Back in Walberswick

 


Well, two days into a short camping break in Walberswick and already I feel its effects. I have written earlier about it being my favourite place in the world, and looking into an old diary from several years ago I find that I indeed thought so then. And this is not to knock all the other wonderful places I have seen and not yet seen, or that you have seen or not yet seen. 

For each of you I think there will be some equivalent (and it might even be your own house). These I think are the essential requirements of the place, in the way it makes you feel. 

  • It should not be elaborate, nor expensive because there should be an uncluttered feel to your enjoyment of it. A simple though satisfying flavour, not duck a l'orange.
  • It should noticeably make your pulse rate come down as you arrive, and if you forget your email password after a week or so there, that is also a good sign.
  • The matter of 'clock time' should not be of great import there. If you know it is 'early in the day' that is quite accurate enough.
  • (I think this is obligatory) There should be a very clear feel of the natural world around you but it could for example be a city as long as the stars and the sunsets were good, or even spectacular. Bombay beach comes to mind.
  • The people there should make you feel happy, either by their interaction with you or by their complete equanimity to your presence or absence. In either case, you feel no hostility or antsiness caused by others.

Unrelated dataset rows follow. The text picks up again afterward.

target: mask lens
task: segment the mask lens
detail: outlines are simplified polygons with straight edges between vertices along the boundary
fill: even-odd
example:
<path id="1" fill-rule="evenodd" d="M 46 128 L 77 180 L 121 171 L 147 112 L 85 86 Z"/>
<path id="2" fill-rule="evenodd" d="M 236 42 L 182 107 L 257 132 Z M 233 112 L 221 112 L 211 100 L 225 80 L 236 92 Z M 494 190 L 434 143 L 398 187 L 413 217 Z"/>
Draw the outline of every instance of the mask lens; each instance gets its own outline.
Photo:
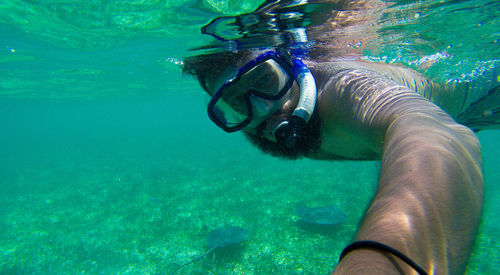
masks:
<path id="1" fill-rule="evenodd" d="M 228 132 L 239 130 L 253 119 L 251 96 L 265 100 L 280 99 L 292 81 L 288 71 L 272 58 L 258 62 L 251 68 L 243 67 L 234 79 L 224 84 L 214 95 L 209 104 L 209 116 Z"/>

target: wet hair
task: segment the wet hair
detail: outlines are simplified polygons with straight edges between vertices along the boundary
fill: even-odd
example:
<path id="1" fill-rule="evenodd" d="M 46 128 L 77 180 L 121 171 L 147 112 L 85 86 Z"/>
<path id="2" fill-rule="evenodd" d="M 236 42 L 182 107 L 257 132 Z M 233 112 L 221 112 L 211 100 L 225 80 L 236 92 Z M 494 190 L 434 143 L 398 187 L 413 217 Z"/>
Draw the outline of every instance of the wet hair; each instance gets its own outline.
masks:
<path id="1" fill-rule="evenodd" d="M 245 59 L 249 51 L 208 53 L 184 58 L 182 73 L 198 78 L 201 87 L 209 92 L 209 85 L 229 66 Z"/>
<path id="2" fill-rule="evenodd" d="M 188 75 L 194 75 L 198 78 L 202 88 L 210 93 L 209 89 L 215 82 L 216 78 L 224 72 L 229 66 L 234 66 L 242 61 L 247 61 L 250 57 L 257 54 L 259 51 L 243 51 L 243 52 L 223 52 L 211 53 L 187 57 L 183 61 L 182 72 Z M 319 149 L 319 117 L 313 113 L 309 123 L 307 124 L 306 133 L 303 141 L 297 148 L 290 150 L 284 146 L 270 141 L 259 135 L 250 134 L 243 131 L 246 138 L 264 153 L 269 153 L 273 156 L 283 157 L 287 159 L 297 159 L 304 156 L 310 156 Z M 261 131 L 257 131 L 261 132 Z"/>

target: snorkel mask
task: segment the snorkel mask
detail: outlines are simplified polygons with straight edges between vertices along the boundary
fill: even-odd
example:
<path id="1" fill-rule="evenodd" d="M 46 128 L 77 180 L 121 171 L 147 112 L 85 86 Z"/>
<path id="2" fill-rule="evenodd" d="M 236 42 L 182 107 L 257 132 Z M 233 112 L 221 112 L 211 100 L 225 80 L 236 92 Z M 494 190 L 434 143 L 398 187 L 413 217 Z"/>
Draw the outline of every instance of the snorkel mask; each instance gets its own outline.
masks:
<path id="1" fill-rule="evenodd" d="M 279 110 L 294 81 L 300 89 L 298 104 L 272 131 L 279 144 L 293 149 L 303 138 L 314 111 L 316 84 L 302 61 L 291 60 L 284 53 L 268 51 L 241 67 L 214 93 L 208 103 L 208 116 L 226 132 L 239 131 Z"/>

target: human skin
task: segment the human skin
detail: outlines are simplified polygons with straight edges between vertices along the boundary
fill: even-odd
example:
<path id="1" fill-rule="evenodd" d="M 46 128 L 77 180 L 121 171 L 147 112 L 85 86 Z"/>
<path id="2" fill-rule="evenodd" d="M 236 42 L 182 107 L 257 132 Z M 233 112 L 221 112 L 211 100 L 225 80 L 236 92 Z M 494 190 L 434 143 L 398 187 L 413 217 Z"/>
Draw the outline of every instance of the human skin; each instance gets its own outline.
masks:
<path id="1" fill-rule="evenodd" d="M 463 274 L 483 197 L 477 137 L 415 92 L 436 88 L 417 73 L 365 62 L 308 65 L 319 93 L 317 157 L 382 160 L 356 240 L 389 245 L 429 274 Z M 415 270 L 390 254 L 358 249 L 333 274 Z"/>
<path id="2" fill-rule="evenodd" d="M 456 114 L 448 97 L 459 88 L 437 85 L 400 66 L 359 60 L 305 63 L 316 80 L 320 121 L 319 150 L 307 157 L 382 161 L 377 192 L 356 240 L 389 245 L 429 274 L 463 274 L 483 200 L 480 144 L 470 129 L 422 96 L 449 103 L 442 107 Z M 209 93 L 218 87 L 209 86 Z M 290 94 L 298 94 L 297 85 Z M 293 111 L 296 100 L 290 96 L 281 112 L 259 118 L 265 123 L 262 132 L 244 131 L 272 141 L 272 129 Z M 333 272 L 414 273 L 396 257 L 373 249 L 350 252 Z"/>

I have a long history with Walberswick, which I think doesn't harm, but you may fall in love with a place at first sight and be just as linked as I am with here. It is thirty years since I first camped here and we had stayed in a house before that. There are now grandchildren of the youngish adults I first knew here, and the grandchildren have their own tents. This is also an appeal of the place because you feel that something literally timeless is being passed on. The shingle bank will indeed one day be breached, but I can see humans (or human-ish) looking at the sunrise here in ten thousand years and saying, in the patois of the time "I'm feeling its time for a sit -down. And this looks like the right place"

Thanks again, old friend on this earth. 

Comments

  1. Hi Patrick I remember seeing you and Cro in your 2CV on the road down through Walberswick a few years ago. Great place!